Di Biagi si ricorderà invece Bartali, quando al termine del Tour trionfale del 1948, dopo aver distratto l’Italia in tensione per l’attentato a Togliatti, si rifarà del commento troppo presto lapidario del giovane giornalista che al Giro l’aveva definito vecchio ed ormai in declino.
Il 1949 è l’anno in cui il Corriere della Sera, dopo l’esperienza di Montanelli e prima di rinviare Vergani, si affida alla penna di Dino Buzzati. Nelle sue cronache fanno capolino le amate montagne e i boschi (riprendendo Barnabo delle Montagne) e l’attesa prima della battaglia (Il deserto dei tartari). Le Dolomiti sono i monti pallidi e silenti giurati che dovrebbero emettere il giudizio. Ma lo scontro ciclistico avviene sulle Alpi dove Buzzati accosta con illuminazione il giovane Coppi ad Achille e il vecchio Bartali ad Ettore.
Sarà questo anche il Giro in cui Mario Ferretti, voce ufficiale alla radio, conia la famosa frase: “Un uomo solo al comando; la sua maglia è biancoceleste; il suo nome: Fausto Coppi”.
Gli anni del boom
Passano gli anni e i tempi stanno cambiando.
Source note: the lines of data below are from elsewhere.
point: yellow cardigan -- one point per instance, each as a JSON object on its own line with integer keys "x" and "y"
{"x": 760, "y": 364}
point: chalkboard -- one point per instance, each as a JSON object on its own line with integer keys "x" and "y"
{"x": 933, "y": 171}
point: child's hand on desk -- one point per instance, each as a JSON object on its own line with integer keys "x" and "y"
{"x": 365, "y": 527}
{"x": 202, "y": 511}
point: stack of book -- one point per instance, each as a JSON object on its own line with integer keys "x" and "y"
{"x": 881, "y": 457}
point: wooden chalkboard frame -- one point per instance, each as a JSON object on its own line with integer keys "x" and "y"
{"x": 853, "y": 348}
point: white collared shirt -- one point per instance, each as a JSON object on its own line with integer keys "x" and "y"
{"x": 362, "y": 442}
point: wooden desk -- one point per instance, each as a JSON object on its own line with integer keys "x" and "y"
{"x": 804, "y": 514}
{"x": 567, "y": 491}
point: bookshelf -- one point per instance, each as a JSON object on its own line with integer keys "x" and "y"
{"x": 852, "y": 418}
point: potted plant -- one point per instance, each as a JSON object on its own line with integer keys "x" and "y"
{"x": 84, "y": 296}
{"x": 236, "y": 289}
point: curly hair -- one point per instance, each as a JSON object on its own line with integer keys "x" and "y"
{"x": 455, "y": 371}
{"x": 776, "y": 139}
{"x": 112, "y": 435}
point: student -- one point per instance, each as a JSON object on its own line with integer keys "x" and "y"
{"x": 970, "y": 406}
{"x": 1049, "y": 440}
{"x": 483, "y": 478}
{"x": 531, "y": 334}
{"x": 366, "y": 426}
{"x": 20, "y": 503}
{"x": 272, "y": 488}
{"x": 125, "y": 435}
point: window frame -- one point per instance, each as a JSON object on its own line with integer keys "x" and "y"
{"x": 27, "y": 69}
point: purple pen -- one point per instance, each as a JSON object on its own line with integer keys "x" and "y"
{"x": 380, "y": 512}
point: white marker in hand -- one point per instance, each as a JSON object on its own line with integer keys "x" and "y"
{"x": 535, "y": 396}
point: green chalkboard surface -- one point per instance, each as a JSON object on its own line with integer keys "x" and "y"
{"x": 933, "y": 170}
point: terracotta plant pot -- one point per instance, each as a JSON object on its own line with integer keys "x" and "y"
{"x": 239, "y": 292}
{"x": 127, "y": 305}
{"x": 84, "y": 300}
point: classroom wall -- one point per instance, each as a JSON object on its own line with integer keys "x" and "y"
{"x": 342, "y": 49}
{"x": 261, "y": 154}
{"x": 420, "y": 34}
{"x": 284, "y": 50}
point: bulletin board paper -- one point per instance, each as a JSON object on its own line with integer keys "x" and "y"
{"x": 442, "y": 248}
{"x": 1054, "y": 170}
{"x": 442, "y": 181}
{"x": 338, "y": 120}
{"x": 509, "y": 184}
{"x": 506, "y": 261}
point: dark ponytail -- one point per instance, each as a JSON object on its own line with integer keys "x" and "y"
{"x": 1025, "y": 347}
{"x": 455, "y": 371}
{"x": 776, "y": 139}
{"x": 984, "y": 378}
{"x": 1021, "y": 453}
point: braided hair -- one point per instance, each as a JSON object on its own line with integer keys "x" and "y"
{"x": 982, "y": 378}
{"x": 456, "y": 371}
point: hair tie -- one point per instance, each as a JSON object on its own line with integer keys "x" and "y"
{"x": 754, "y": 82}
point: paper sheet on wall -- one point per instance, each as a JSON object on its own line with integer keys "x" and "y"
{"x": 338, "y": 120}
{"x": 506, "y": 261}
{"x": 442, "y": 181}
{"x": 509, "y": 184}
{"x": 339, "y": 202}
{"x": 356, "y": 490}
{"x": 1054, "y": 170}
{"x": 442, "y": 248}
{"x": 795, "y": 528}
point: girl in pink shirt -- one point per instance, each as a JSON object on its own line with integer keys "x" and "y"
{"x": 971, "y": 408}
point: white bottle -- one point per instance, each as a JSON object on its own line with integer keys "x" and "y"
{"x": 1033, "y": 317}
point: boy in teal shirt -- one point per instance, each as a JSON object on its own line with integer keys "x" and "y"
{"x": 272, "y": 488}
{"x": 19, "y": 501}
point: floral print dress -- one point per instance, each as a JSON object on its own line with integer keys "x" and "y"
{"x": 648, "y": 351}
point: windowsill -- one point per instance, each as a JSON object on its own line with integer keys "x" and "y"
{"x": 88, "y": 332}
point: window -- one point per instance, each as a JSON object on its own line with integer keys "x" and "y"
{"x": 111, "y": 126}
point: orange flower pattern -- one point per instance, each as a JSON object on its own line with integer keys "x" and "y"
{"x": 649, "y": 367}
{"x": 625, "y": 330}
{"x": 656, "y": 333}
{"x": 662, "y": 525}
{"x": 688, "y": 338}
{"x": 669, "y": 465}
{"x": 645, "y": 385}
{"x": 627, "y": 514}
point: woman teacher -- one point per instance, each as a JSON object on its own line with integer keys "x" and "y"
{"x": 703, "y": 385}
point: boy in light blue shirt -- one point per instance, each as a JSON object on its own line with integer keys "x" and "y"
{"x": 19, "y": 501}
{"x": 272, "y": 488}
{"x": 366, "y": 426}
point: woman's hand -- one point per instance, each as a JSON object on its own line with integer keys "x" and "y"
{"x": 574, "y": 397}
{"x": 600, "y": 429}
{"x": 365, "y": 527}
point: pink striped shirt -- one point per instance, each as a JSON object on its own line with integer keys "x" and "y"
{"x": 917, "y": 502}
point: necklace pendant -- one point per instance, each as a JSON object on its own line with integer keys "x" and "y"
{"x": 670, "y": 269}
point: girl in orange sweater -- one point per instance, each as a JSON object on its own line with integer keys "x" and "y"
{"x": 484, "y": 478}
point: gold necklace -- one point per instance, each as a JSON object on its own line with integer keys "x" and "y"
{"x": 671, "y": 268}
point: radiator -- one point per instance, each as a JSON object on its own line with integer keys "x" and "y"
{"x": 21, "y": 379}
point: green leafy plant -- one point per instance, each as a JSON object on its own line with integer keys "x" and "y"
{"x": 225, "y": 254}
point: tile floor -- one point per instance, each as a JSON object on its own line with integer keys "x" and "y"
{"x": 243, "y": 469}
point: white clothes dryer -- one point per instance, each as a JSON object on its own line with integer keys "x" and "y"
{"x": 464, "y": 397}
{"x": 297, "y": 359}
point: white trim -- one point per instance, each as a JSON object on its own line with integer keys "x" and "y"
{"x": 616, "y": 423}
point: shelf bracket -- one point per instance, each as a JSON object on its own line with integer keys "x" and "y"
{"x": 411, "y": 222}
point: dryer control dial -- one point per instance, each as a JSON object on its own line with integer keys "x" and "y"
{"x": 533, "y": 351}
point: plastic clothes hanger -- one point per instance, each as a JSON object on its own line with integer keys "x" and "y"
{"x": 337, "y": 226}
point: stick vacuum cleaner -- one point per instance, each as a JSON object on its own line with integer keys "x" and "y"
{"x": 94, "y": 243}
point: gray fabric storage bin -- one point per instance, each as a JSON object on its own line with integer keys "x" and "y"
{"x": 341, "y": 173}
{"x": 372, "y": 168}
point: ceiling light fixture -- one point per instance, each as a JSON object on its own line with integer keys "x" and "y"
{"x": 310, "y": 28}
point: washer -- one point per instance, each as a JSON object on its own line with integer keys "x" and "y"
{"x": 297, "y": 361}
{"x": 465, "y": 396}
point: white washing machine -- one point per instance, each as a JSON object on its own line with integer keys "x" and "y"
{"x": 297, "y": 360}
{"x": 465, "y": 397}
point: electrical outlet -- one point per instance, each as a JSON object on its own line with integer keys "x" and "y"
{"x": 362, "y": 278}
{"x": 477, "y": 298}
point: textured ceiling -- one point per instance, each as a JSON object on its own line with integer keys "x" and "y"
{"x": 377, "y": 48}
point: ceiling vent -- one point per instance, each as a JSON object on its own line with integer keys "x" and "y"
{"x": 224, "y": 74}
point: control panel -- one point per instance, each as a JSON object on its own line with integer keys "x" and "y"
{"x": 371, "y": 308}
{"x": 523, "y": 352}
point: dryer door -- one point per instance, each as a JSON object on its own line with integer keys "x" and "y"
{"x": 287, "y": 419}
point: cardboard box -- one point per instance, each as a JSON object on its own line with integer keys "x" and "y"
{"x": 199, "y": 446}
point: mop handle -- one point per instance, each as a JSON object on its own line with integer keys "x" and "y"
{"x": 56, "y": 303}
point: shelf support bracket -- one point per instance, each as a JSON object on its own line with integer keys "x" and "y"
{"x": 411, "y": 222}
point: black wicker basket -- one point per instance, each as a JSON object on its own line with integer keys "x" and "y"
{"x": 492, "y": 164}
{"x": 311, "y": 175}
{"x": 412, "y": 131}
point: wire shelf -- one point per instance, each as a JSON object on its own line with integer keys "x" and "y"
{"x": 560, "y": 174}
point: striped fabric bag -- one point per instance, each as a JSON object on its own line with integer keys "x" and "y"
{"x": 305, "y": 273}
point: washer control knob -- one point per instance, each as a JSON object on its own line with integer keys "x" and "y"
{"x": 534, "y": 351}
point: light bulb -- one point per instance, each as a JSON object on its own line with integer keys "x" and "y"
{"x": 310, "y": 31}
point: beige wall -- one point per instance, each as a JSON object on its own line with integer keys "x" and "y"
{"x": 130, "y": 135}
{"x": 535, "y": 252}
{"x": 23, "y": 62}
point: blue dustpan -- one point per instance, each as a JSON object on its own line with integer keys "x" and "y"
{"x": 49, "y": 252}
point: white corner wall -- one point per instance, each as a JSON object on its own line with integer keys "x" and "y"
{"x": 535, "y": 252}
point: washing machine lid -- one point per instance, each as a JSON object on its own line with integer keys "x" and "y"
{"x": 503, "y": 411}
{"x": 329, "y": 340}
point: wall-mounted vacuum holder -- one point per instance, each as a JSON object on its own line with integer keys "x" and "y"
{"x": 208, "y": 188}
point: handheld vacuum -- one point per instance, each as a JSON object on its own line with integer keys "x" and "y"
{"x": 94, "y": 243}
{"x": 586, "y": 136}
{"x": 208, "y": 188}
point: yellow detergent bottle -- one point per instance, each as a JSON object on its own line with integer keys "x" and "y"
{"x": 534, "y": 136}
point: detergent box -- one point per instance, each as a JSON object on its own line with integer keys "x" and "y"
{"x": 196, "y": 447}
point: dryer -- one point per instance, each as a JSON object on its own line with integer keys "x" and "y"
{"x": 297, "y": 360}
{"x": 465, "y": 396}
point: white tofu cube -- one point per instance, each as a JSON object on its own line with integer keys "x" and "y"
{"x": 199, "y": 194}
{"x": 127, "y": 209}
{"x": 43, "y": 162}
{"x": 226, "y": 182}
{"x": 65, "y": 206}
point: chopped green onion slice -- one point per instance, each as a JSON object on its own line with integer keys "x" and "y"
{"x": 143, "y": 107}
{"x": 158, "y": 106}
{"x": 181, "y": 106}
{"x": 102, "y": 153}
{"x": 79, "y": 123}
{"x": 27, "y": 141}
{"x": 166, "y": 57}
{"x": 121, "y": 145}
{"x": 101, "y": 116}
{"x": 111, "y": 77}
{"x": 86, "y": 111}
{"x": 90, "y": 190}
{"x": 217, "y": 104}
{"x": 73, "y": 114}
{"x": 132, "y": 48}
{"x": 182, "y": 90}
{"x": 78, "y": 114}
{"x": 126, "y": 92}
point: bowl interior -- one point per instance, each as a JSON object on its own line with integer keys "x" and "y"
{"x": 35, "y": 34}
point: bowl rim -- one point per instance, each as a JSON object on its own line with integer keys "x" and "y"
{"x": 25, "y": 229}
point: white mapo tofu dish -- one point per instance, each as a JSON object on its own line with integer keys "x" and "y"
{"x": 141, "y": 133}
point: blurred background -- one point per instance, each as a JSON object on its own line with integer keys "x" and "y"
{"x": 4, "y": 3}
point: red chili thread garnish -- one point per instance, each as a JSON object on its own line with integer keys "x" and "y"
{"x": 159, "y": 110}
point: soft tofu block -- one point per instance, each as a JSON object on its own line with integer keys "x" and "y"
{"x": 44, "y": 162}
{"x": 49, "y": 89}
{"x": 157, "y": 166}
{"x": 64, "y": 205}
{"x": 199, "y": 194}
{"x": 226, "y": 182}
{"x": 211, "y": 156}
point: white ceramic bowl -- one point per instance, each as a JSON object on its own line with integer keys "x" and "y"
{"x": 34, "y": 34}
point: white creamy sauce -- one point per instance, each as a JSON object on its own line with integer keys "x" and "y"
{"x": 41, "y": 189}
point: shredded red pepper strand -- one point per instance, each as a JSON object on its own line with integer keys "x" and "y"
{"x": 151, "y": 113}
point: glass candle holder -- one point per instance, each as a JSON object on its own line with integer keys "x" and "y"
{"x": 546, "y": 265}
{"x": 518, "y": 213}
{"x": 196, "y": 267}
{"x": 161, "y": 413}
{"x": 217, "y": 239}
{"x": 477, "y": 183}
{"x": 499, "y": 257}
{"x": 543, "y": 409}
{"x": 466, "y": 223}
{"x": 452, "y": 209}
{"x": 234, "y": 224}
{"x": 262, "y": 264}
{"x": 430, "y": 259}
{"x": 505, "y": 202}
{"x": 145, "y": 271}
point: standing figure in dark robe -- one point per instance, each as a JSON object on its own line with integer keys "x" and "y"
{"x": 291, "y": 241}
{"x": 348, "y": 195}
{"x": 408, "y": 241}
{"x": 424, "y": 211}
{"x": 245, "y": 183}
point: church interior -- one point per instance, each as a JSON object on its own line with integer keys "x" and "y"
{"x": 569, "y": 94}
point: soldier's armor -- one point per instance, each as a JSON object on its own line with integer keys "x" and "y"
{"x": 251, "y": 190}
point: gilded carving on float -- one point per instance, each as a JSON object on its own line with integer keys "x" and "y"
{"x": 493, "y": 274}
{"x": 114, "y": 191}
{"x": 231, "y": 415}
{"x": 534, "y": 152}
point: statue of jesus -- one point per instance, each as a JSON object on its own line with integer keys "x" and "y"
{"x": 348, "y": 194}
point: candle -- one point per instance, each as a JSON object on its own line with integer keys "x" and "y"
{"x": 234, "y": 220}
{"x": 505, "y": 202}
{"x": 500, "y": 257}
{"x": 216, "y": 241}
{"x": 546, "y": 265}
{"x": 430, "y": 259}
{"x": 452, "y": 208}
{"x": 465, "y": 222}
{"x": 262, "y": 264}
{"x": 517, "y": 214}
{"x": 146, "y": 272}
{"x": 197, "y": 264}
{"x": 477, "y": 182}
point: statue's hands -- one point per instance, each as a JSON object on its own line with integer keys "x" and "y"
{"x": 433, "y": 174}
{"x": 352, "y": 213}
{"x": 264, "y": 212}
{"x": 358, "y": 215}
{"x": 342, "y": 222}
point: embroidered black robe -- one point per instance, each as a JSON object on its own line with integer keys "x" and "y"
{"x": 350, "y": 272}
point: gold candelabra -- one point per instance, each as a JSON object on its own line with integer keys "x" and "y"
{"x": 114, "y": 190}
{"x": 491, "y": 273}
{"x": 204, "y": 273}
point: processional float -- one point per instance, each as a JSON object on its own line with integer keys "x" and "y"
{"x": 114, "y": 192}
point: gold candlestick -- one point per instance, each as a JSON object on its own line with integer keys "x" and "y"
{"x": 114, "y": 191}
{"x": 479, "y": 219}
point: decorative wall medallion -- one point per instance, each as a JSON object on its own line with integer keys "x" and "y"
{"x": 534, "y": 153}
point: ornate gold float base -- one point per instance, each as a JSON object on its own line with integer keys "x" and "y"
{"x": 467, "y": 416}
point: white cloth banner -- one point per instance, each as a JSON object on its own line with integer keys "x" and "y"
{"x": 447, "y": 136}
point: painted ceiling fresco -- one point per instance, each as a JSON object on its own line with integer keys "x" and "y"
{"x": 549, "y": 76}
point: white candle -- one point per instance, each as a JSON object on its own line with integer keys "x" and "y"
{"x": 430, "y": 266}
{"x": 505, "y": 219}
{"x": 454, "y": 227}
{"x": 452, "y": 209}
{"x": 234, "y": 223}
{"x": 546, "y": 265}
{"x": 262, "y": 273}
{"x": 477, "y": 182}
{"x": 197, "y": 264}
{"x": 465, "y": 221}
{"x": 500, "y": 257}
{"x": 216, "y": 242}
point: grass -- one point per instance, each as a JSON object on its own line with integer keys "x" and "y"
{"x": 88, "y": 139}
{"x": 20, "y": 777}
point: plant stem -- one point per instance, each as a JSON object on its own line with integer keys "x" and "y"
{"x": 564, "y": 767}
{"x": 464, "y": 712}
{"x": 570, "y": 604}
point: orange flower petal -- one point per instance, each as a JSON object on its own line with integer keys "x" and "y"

L’Italia è repubblicana e proiettata verso la completa rinascita. Nel 1954 si affaccia la televisione, ma non è ancora tempo di abbandonare il pathos dei racconti sul giornale. Nell’edizione del 1955 torna in carovana Vasco Pratolini, più disincantato rispetto alla sua prima esperienza nel 1947, ma soprattutto si affaccia Anna Maria Ortese, la prima corrispondente donna (per il settimanale L’Europeo). La generazione di Coppi e Magni è al tramonto, una nuova si sta avviando a sostituirla. Tra i nuovi il toscano Nencini si mostra già pronto ad indossare la maglia rosa. Solo l’attacco congiunto dei vecchi campioni gli nega quella vittoria. Pratolini, che ha ospitato la collega sulla sua macchina, nascondendola sotto un basco ed un paio di occhiali scuri, e la Ortese ne narrano l’infinita fuga e la durezza della corsa che spezza la resistenza del giovane puledro. Altre penne, nel frattempo, si sono affacciate sulle testate dei giornali. Gianni Brera, direttore della Gazzetta nel 1949, impreziosisce la cronaca con i suoi neologismi; a lui dobbiamo l’immagine della macchina del Commissario Tecnico Alfredo Binda come un’ammiraglia (Tour 1949). Suo degno sodale Mario Fossati e poi l’erede Gianni Mura che fino ai giorni nostri hanno raccontato il Giro (e il Tour) con incanto e cronaca che si fa narrativa. I loro allievi e colleghi più giovani, a cui dobbiamo le cronache che stiamo leggendo su Senzagiro, hanno raccolto un’eredità ormai quasi centenaria, raccontare la corsa oltre la corsa.